From memory a P4 is slow with LEA although I have not found problems with using it myself. I asked you to try the second LEA version as I don't have a timing test bed set up to do it and I was trying to find out if your box does not handle seccessive LEA instructions without a stall.

Posted on 2003-04-23 11:03:14 by hutch--
That takes 28.5 clocks compared to 11.5 clocks of my code with the 11-op mult-92.
Posted on 2003-04-23 11:05:15 by Ekted
I think I've tried everything posted. What do you mean by the second LEA version?
Posted on 2003-04-23 11:09:03 by Ekted
if you care, here's my testbed.
time1 = intel C++ compiled simple code
time2 = some of ekted
time3 = some of roticv

Be careful, thread+proc priority is set to realtime, so your computer will seem to freeze while it's running. Takes a few seconds on my P4 2.53ghz.

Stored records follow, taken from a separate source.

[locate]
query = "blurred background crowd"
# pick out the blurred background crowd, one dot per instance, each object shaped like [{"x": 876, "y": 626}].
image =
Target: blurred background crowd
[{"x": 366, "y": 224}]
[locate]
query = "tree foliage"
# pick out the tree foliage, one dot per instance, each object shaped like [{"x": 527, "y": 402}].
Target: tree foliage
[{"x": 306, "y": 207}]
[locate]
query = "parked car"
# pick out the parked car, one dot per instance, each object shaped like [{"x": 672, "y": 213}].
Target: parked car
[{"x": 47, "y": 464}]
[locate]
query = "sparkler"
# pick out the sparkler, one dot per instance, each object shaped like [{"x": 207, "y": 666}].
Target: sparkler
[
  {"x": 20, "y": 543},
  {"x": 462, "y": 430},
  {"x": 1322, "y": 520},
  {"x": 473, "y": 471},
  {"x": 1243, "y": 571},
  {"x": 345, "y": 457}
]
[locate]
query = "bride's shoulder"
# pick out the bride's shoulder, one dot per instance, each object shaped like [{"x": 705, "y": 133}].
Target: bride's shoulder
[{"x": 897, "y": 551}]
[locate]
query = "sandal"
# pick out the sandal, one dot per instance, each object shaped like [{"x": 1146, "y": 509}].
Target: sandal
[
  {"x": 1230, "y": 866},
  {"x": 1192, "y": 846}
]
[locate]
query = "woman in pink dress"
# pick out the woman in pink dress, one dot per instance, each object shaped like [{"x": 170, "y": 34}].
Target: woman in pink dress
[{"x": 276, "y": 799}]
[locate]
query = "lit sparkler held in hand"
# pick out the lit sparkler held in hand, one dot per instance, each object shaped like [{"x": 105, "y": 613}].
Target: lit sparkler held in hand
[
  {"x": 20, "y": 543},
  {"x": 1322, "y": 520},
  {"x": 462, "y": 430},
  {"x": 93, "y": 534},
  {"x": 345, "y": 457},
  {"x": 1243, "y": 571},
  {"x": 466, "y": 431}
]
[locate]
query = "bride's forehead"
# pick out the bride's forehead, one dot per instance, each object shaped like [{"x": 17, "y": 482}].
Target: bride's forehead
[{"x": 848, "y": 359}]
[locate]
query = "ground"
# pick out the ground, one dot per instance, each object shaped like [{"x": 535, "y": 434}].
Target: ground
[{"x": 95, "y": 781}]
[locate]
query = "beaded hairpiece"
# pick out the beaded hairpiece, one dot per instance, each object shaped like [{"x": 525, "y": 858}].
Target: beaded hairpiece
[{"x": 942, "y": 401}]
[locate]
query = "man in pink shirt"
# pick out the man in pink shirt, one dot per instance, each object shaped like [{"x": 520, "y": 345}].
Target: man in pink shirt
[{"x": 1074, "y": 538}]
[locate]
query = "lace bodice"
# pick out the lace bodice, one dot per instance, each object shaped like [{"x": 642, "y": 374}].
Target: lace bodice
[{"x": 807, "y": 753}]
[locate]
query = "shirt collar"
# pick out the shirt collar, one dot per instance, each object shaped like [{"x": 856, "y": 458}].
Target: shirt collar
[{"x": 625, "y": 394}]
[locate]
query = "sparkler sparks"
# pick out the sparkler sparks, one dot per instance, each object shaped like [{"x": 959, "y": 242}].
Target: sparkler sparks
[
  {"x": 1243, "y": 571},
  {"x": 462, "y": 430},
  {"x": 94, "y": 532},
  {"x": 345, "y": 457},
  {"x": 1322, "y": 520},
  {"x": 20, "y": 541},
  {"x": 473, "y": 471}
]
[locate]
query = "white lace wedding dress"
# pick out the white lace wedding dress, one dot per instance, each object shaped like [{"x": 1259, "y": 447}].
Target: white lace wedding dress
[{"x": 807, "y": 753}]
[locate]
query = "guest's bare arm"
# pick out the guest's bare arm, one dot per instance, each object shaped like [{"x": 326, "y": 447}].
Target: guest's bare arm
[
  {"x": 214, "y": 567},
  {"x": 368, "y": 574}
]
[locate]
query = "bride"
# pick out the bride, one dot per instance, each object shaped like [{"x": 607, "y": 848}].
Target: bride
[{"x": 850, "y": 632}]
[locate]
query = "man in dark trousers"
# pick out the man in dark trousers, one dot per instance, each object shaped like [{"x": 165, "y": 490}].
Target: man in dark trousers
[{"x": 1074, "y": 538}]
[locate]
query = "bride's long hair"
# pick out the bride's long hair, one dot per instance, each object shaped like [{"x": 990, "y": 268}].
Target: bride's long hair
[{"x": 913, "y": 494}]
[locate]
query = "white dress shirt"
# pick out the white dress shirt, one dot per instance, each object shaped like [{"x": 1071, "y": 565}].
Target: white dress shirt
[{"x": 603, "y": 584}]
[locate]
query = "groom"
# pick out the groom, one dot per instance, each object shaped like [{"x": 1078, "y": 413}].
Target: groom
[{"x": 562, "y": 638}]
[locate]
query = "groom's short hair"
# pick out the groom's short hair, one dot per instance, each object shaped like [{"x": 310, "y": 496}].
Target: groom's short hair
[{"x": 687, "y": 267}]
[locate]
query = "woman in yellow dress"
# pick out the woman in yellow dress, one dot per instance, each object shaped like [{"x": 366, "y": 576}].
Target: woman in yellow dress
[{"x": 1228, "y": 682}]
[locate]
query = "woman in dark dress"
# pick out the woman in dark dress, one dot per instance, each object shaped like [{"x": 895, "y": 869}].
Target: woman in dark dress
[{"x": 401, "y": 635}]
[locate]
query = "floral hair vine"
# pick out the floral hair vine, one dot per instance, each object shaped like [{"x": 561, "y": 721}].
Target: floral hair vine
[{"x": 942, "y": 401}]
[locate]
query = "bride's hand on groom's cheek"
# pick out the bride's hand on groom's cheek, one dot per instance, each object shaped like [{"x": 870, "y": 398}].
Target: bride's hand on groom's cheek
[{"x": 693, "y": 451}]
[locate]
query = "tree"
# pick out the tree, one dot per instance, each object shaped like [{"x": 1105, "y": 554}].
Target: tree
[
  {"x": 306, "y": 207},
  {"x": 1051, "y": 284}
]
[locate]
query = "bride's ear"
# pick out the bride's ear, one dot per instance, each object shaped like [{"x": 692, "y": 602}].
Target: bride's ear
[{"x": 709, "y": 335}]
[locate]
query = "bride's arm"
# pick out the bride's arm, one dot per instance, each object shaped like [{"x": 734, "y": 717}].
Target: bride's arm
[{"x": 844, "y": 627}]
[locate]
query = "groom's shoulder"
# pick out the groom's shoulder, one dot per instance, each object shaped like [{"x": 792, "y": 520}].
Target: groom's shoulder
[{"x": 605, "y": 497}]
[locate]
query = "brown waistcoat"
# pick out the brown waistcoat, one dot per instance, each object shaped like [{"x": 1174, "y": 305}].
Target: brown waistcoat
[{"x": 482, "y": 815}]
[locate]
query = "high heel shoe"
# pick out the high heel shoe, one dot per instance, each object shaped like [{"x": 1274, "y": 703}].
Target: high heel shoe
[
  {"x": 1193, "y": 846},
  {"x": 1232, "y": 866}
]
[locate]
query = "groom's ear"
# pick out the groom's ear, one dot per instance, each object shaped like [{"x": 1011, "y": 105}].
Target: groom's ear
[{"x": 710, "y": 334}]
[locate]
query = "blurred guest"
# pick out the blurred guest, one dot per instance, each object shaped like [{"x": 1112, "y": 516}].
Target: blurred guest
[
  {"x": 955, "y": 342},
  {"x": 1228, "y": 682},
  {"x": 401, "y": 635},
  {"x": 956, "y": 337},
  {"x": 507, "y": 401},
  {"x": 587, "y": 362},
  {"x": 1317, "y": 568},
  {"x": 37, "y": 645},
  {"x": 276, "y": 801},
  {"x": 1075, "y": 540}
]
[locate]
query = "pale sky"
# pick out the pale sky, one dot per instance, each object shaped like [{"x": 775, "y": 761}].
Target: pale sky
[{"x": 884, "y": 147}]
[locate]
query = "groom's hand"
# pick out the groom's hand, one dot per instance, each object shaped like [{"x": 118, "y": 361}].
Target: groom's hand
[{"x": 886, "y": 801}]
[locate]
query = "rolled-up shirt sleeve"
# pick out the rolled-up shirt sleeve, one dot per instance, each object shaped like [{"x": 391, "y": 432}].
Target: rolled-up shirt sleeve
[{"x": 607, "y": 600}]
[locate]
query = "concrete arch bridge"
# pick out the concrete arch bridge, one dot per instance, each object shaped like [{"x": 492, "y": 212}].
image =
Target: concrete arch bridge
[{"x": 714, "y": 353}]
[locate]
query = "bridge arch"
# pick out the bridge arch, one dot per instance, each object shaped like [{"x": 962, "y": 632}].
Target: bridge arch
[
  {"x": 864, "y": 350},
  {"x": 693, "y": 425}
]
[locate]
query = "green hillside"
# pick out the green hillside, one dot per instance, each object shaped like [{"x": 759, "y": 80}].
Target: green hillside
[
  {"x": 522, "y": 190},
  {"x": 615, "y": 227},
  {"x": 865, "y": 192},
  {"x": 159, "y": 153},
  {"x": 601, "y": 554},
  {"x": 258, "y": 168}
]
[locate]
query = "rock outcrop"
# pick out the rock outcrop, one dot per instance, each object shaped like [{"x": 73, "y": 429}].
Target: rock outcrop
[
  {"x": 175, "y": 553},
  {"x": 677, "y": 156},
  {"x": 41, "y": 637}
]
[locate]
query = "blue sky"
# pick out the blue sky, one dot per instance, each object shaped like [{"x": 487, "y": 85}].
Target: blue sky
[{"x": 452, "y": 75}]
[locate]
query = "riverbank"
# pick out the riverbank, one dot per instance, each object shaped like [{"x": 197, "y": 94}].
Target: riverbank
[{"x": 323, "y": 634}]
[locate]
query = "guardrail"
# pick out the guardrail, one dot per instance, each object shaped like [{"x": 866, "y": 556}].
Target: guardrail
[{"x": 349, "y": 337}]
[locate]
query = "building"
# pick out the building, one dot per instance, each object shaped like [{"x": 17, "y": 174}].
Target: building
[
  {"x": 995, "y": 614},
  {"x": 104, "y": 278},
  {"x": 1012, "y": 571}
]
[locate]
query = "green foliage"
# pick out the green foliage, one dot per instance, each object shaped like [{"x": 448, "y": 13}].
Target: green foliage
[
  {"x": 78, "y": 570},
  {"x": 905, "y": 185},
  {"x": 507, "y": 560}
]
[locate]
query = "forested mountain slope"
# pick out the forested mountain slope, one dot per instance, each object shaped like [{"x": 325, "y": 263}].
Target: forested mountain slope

Attachment removed, please download latest ""
Posted on 2003-04-23 11:09:29 by f0dder
hehehe... the part on a few seconds is underrated (Took me abt a minute). I tested it on my 600mhz win2ksp3 box.

time1 = 21500 ticks
time2 = 29937 ticks
time3 = 20734 ticks

Seems like shifts and lea are not slower than mul on my computer :grin:
Posted on 2003-04-23 11:14:36 by roticv
roticv, neither are doing straight MULs... I posted the code ICL generates already. Which CPU class? P3?
Posted on 2003-04-23 11:15:20 by f0dder
Scali's XP1800+ (1533 real mhz)
yodel1: 9253 ticks
yodel2: 12308 ticks
yodel3: 6839 ticks

My P4 2.53ghz
yodel1: 3500 ticks
yodel2: 5281 ticks
yodel3: 4407 ticks

I'll add hutches code shortly.
Posted on 2003-04-23 11:17:39 by f0dder
Yes. P3. Yours look like a monster compared with mine..
Posted on 2003-04-23 11:17:58 by roticv
I get:

time1 = 3735
time2 = 5360
time3 = 4562
Posted on 2003-04-23 11:18:19 by Ekted
hutches version:

;1000000 iterations of 2048 muls (2048000000 total) took 7516 ticks
push esi
push edi

mov esi, [esp+12]
mov edi, 2048 - 1

movzx eax, word [esi + (edi*2)]
; hutch code begin
lea ecx, [eax*8]
lea edx, [ecx*4]
lea ecx, [edx+edx*2]
lea edx, [eax*4]
sub ecx, edx
; hutch code end

mov [esi + (edi*2)], cx ; note CX for hutches version, not ax
dec edi
jnz .loop

pop edi
pop esi
ret 4

Attachment removed, please download latest ""
Posted on 2003-04-23 11:22:27 by f0dder
Intel compiler is clever. It does (n*3)^4-n. Is there an algorithmic way to get the best sequence of add/sub to obtain the shortest number of ops to get a particular multiplier?
Posted on 2003-04-23 11:23:00 by Ekted
Wow, hutch's method is so much faster :alright:

I get 17687 ticks.
Posted on 2003-04-23 11:25:18 by roticv
perhaps... AMD has an app that does it with some instructions. Intel obviously has some clever algorithm too. And it's easier to change the constant in the C++ source than manually working out lea/add/whatever :)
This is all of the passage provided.